- Born: Ouésso, Ubangi-Shari
- Died: 9 February 1953 Villenave d'Ornon
- Citizenship: France
- Occupations: Journalist, politician, women's rights activist

= Jane Vialle =

French journalist, politician and women's rights activist (1906–1953)

Jane or Jeanne Vialle (1906 – 9 February 1953) was a French journalist, politician and women's rights activist. She was a member of the French Resistance, and one of the first two black female senators in France.

==Life==
Jeanne Vialle was born in 1906 in Ouésso in Ubangi-Shari, now modern-day Republic of the Congo. She studied at the Lycée Jules-Ferry in Paris and gained her baccalauréat. Then she became a journalist at Opéra Mundi, an information agency. In 1940, she joined the resistance against the Nazi occupation of France. Arrested in Marseille in 1943 and jailed, she managed to escape before the war ended. She was awarded the Resistance Medal.

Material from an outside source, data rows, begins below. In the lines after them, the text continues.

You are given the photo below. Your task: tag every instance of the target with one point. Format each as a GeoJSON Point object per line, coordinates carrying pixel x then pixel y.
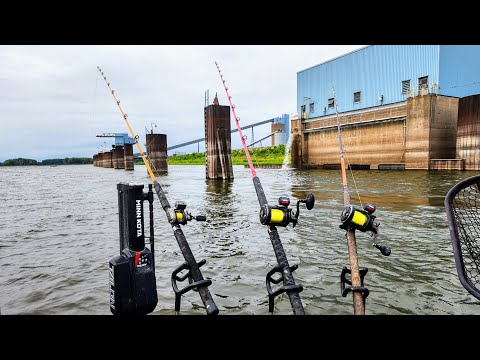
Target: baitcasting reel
{"type": "Point", "coordinates": [181, 216]}
{"type": "Point", "coordinates": [363, 220]}
{"type": "Point", "coordinates": [281, 215]}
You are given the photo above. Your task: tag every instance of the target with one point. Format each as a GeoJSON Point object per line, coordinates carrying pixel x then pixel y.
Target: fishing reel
{"type": "Point", "coordinates": [180, 216]}
{"type": "Point", "coordinates": [363, 220]}
{"type": "Point", "coordinates": [281, 215]}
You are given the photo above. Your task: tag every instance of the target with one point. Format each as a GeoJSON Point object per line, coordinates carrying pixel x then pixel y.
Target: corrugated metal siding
{"type": "Point", "coordinates": [374, 71]}
{"type": "Point", "coordinates": [459, 70]}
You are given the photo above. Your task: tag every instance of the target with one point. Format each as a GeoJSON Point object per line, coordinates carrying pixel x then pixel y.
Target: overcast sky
{"type": "Point", "coordinates": [53, 101]}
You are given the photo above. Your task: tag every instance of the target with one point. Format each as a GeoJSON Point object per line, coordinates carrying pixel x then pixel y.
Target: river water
{"type": "Point", "coordinates": [59, 229]}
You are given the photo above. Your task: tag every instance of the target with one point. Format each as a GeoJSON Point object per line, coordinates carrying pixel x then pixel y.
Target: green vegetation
{"type": "Point", "coordinates": [19, 162]}
{"type": "Point", "coordinates": [66, 161]}
{"type": "Point", "coordinates": [272, 155]}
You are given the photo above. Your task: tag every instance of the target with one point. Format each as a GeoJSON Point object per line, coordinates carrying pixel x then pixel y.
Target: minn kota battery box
{"type": "Point", "coordinates": [133, 288]}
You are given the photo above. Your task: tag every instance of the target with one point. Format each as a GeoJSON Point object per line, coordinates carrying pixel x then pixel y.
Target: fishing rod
{"type": "Point", "coordinates": [272, 216]}
{"type": "Point", "coordinates": [352, 218]}
{"type": "Point", "coordinates": [176, 217]}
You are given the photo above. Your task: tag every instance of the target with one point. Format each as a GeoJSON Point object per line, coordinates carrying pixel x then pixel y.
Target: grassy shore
{"type": "Point", "coordinates": [272, 155]}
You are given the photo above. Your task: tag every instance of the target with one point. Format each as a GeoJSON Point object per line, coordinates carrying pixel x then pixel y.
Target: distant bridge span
{"type": "Point", "coordinates": [235, 130]}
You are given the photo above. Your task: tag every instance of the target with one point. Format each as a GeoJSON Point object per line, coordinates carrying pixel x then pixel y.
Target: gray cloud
{"type": "Point", "coordinates": [53, 102]}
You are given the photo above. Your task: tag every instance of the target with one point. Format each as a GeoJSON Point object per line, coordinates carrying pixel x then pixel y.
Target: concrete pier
{"type": "Point", "coordinates": [157, 152]}
{"type": "Point", "coordinates": [108, 163]}
{"type": "Point", "coordinates": [218, 148]}
{"type": "Point", "coordinates": [128, 156]}
{"type": "Point", "coordinates": [419, 133]}
{"type": "Point", "coordinates": [468, 132]}
{"type": "Point", "coordinates": [118, 155]}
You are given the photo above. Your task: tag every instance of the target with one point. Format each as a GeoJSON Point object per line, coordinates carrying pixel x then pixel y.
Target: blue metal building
{"type": "Point", "coordinates": [386, 74]}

After the end of World War II, Vialle joined Agence France-Presse where she monitored the relationships between France and its colonies in the fourth French Republic. In July 1946, she founded her own political party, l'Evolution pour l 'Afrique Noire (APEAN; Association for Evolution of Black Africa). In January 1947, she was elected to the Council of the Republic representing Ubangui-Chari, and joined the socialist group there. She was re-elected in November 1948.

She served as one of the seven members of the Ad Hoc Committee on Slavery of the UN in 1950-1951.

She died on 9 February 1953 in a plane accident in Villenave d'Ornon.

== Legacy ==
The impact of her life has been researched by historian Scholastique Dianzinga.